Sound Advice: New Politics (Feb. 17)

The Danish Indie Pop group plays Bogart's

click to enlarge New Politics - Photo: Brendan Walter
Photo: Brendan Walter
New Politics

Nearly 12 years ago, vocalists and talented multi-instrumentalists David Boyd and Soren Hansen began writing songs together for the respective solo projects they were pursuing. After three years of collaboration that netted 300 songs, the Copenhagen, Denmark natives realized they were no closer to finishing their solo projects, primarily because they had morphed into a band. The pair impulsively entered two of their compositions into a Danish songwriting competition before they had named their band, or even fleshed out the lineup. After initially placing well in the contest, the pair engaged drummer Poul Amaliel and dubbed their trio New Politics. The newly minted group made the final four in the contest, played in one of Denmark’s biggest music festivals and scored a label contract with RCA.

After back-to-back tours of the U.K. and the U.S., the band made the decision to relocate to New York, ultimately settling in the Williamsburg area of Brooklyn. New Politics’ self-titled debut came out in 2010 and the single “Yeah Yeah Yeah” was a hit. Although some critics dinged the band for being slightly too derivative of its influences, they’d made a satisfying Pop/Punk/Dance album for fans of Nirvana, Pixies, The Strokes, Red Hot Chili Peppers and Franz Ferdinand. After opening for 30 Seconds to Mars on a fall tour, Amaliel left the band and returned to Denmark. He was immediately replaced by the versatile Louis Vecchio.

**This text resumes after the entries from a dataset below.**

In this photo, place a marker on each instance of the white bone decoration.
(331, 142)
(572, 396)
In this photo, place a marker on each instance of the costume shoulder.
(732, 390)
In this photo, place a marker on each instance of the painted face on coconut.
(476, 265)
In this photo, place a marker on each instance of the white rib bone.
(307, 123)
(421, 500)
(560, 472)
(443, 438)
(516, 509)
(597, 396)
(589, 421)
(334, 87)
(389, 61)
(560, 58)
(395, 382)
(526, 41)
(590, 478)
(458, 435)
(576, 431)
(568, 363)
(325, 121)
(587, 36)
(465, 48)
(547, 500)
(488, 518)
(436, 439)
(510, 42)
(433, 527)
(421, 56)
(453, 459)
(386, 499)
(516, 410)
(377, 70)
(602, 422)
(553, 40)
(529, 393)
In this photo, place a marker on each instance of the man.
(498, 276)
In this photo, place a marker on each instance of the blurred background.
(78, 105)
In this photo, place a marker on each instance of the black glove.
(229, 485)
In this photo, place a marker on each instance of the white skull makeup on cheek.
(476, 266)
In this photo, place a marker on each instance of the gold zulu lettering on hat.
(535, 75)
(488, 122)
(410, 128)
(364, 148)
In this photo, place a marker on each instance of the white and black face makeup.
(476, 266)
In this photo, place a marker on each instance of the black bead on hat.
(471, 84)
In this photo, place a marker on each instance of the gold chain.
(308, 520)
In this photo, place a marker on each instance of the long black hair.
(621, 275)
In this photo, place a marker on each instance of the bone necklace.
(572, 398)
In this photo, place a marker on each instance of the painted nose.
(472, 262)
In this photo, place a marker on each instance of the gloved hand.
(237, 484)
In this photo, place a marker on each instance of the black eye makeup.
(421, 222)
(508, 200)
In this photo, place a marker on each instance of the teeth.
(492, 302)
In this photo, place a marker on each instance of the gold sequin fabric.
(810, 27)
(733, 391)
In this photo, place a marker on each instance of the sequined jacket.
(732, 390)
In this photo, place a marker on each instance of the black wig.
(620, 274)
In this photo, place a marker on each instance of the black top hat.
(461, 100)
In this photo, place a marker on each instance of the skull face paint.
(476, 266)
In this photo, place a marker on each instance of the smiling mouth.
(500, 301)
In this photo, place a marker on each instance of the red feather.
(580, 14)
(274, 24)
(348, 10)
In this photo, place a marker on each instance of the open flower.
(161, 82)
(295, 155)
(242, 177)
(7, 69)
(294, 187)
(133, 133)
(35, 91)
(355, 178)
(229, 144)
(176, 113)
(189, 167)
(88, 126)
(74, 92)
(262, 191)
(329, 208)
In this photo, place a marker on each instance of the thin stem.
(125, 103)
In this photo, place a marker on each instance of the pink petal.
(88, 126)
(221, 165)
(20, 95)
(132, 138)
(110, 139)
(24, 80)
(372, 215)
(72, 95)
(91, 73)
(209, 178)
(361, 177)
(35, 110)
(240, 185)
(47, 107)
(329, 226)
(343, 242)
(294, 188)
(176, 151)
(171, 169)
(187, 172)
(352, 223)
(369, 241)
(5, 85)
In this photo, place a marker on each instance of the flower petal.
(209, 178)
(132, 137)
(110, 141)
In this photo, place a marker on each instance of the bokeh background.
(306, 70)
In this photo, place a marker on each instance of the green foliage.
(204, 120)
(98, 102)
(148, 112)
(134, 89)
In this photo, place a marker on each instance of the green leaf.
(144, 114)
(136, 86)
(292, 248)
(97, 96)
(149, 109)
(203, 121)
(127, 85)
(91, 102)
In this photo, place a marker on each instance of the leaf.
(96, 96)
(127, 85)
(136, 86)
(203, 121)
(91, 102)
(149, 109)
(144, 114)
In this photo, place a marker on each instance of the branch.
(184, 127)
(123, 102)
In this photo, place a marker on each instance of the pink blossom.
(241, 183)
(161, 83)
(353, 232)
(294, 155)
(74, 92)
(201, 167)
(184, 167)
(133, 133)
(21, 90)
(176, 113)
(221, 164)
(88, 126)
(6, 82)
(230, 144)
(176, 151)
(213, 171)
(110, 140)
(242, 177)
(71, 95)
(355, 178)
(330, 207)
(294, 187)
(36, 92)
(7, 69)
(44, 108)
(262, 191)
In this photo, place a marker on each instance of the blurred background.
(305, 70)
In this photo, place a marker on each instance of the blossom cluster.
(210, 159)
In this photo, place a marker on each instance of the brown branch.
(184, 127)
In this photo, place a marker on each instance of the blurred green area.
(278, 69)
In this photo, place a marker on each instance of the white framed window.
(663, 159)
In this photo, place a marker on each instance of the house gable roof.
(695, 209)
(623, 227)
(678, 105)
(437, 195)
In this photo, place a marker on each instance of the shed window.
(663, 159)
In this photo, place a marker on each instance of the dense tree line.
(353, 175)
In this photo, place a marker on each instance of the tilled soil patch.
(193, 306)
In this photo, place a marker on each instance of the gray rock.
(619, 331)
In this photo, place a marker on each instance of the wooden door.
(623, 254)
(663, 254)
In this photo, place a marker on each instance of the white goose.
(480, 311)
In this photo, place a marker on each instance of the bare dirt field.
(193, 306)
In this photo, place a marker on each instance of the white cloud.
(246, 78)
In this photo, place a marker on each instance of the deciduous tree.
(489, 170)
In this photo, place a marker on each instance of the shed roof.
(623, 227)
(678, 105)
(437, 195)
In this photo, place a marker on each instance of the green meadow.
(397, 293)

After the 2013 release of A Bad Girl in Harlem and the success of the “Harlem” single, New Politics spent much of the year opening shows for Fall Out Boy, Pink and Panic! at the Disco, which led to a headlining tour in 2014. The band then signed with DCD2 Records, owned and operated by FOB’s Pete Wentz and Patrick Stump and distributed by Warner Brothers. New Politics’ first album for the label was 2015’s Vikings, followed last fall by the reflective and powerful Lost in Translation, which featured a cameo from Weezer frontman Rivers Cuomo on “Tell Your Dad.”